Here is the problem:
Let $G$ a planar graph with $12$ vertices. Prove that there exist at least $6$ vertices with degree $\leq 7$.
Here it is what I did:
Since $G$ is planar the number of its edges is $ m\leq 3n-6=30$.
Assume now that there are only $5$ vertices ($w_1 ,w_2 ,\cdots ,w_5$) with degree $\leq 7$. Then the other $7$ vertices have degree $ \geq 8$.
It is $2m= \displaystyle{ \sum_{v \in V(G)} deg(v) \geq \sum_{j=1}^{5} deg(w_j) +7 \cdot 8}$
so it must be $\displaystyle{\sum_{j=1}^{5} deg(w_j) +56 \leq 60}$.
From here I can't do nothing.
First we show that if we have a counter-example, we can find a counter-example which is connected.
Let $G$ be a planar graph with connected components $G_1$, $G_2$, ..., $G_k$. Select nodes $x_i\in G_i$, and create a new graph $G'$ defined by starting with $G$ and then adding edges $\{x_1,x_2\},\{x_2,x_3\},...,\{x_{k-1},x_k\}$. I'll leave it to you to prove that $G'$ is still planar, and, if $G$ is a counter-example to your theorem, then so is $G'$.
So, you've shown there can be no connected counter-example with $|G|=12$, and hence, by this argument, there can be no counter-example with $|G|=12$.
[Effort to prove via induction elided.] As Graphth noted above, your argument can be used for $n=|G|\geq 12$, too.

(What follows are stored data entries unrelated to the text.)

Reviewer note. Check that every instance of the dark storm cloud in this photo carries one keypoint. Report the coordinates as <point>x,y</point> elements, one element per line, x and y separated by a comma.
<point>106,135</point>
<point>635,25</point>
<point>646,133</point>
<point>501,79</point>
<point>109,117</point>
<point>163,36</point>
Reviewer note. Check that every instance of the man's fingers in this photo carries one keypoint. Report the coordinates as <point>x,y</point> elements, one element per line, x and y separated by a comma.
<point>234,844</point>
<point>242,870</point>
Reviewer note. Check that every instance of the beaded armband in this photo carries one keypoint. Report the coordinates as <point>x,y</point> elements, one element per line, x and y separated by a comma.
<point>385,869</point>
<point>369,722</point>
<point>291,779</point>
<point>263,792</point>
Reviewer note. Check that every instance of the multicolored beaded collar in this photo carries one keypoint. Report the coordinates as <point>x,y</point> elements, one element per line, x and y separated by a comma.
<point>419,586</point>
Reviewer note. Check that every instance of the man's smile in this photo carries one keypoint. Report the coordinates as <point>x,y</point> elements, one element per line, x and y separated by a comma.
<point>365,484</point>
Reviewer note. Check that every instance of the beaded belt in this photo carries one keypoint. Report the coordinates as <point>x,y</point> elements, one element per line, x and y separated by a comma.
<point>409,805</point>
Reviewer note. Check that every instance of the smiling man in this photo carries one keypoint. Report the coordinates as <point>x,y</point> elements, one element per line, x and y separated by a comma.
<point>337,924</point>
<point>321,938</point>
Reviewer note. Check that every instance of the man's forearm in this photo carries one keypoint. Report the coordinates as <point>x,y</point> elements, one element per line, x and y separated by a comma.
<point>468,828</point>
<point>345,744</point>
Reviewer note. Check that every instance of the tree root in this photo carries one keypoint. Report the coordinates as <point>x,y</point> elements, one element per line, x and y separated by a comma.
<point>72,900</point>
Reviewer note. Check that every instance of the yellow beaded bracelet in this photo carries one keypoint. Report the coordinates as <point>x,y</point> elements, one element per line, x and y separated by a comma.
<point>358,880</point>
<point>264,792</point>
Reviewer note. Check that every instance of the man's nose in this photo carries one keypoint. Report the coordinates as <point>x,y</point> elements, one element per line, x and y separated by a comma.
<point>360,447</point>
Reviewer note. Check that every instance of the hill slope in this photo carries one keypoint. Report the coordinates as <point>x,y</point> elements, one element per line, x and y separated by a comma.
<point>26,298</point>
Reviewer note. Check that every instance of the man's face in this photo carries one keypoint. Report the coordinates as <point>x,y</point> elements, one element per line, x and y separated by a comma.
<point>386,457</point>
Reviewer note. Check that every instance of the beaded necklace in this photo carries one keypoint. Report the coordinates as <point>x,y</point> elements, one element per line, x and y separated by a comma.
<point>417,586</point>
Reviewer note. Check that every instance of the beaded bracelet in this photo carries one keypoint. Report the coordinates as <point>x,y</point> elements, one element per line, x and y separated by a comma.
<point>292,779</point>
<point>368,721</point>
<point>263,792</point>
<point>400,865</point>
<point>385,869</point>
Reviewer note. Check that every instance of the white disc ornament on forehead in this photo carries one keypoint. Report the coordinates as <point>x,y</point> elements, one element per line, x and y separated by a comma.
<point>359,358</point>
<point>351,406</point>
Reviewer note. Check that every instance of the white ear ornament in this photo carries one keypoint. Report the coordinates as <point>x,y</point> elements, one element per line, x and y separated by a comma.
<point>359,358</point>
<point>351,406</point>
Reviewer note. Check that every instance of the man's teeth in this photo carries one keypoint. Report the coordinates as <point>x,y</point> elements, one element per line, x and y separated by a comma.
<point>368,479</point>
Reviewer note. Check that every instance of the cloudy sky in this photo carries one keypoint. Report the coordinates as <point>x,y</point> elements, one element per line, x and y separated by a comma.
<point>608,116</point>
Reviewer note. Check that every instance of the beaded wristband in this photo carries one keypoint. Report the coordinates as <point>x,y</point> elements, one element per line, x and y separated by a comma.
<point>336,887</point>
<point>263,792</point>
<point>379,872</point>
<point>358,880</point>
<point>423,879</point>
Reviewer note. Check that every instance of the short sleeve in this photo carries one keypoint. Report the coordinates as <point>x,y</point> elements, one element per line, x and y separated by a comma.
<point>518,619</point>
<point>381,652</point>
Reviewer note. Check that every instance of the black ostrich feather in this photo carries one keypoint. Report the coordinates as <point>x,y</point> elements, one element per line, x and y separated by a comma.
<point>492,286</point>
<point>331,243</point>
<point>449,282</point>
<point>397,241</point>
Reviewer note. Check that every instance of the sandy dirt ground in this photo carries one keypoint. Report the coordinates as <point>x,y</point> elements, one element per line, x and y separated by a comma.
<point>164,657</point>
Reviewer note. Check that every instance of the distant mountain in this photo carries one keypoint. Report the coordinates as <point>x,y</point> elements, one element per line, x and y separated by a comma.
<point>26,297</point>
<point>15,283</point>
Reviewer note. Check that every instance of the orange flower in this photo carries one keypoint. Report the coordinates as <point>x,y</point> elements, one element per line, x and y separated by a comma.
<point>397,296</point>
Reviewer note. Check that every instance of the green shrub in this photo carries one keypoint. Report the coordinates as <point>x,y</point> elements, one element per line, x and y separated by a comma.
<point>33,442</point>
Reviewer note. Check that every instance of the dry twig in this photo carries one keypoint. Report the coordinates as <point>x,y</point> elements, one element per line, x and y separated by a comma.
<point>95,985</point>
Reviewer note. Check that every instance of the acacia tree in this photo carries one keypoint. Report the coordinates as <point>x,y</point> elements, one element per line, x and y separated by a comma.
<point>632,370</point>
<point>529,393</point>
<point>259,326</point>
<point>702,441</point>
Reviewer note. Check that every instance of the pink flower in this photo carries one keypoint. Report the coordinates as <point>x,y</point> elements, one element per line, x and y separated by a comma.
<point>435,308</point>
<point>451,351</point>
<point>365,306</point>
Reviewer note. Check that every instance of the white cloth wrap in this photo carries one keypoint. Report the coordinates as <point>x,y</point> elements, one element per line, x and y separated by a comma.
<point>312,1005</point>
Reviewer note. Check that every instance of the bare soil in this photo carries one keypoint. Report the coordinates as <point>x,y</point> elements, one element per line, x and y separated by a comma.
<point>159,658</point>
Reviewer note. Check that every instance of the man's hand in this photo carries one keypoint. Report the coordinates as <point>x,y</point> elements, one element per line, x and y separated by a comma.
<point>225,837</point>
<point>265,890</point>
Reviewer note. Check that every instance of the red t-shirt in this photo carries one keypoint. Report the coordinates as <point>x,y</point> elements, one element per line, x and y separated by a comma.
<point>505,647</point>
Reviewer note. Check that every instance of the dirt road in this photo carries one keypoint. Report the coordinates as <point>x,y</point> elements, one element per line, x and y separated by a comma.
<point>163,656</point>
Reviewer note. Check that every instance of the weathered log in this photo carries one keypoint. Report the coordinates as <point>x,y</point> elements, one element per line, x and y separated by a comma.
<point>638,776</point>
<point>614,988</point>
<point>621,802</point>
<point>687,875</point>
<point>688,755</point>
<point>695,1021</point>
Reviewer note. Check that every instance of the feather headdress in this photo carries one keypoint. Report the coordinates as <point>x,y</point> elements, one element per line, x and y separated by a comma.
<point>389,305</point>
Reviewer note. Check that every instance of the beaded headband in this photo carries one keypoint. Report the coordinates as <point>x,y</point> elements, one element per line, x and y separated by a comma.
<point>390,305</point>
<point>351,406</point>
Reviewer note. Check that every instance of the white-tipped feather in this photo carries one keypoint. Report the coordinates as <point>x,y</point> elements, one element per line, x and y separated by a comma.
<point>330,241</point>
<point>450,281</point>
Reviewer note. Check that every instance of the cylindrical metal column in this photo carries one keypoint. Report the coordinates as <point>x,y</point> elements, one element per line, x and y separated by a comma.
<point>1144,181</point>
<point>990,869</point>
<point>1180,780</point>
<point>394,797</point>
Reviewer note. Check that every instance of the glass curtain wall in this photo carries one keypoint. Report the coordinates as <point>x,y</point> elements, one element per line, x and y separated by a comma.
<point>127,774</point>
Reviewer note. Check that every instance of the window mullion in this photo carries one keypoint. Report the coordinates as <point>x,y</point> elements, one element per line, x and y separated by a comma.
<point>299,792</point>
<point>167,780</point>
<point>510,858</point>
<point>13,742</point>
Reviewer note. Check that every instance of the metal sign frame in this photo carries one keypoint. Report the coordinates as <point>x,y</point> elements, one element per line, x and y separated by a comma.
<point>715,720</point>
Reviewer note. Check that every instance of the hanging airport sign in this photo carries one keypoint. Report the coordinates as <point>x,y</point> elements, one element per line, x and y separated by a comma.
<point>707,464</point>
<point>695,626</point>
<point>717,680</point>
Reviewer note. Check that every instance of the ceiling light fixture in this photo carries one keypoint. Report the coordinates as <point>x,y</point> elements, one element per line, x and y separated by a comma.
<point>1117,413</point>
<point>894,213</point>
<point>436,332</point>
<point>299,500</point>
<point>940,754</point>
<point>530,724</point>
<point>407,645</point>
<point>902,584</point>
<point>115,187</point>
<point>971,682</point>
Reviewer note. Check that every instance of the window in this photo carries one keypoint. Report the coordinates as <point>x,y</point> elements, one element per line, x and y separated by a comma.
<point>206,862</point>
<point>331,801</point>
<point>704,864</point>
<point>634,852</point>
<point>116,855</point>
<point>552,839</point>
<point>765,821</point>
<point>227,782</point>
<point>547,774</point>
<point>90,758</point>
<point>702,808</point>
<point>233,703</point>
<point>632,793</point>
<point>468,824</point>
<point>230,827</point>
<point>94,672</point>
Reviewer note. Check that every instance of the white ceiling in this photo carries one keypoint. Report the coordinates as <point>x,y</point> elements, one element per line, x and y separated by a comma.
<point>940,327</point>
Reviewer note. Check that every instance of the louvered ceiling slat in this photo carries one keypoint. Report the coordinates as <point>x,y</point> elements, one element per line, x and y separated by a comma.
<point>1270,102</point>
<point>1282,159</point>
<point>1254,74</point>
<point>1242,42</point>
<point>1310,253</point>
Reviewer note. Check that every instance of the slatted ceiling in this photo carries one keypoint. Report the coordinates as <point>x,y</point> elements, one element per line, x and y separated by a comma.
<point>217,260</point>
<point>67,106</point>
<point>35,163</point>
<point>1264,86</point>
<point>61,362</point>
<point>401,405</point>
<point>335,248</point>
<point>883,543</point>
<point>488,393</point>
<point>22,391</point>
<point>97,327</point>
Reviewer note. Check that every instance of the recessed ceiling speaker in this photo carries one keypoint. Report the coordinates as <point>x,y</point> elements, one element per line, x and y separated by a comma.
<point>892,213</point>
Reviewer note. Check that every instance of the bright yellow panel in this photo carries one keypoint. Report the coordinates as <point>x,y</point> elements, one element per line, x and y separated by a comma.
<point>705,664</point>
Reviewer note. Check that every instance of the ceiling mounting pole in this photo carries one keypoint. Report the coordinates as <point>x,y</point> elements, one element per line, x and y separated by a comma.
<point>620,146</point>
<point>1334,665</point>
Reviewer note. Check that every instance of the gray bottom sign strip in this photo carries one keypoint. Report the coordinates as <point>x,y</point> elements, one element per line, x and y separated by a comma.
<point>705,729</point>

$$m\leq 3n-6$$ $$\sum_{x\in G} deg(x) = 2m \leq 6n-12$$ But if $G$ is a connected counter-example, then $\sum_{x\in G} deg(x) \geq 8(n-5) + 5$
So $$8n-35 \leq 6n-12$$ or $$2n\leq 23$$
Note that connectedness is more than you really need, you just need to know that $deg(x)\geq 1$ for all nodes $x\in G$. So it's very easy to take any counter-example to a counter-example where no nodes are isolated because adding an edge from an isolated node to another node does not break the planar nature of the graph.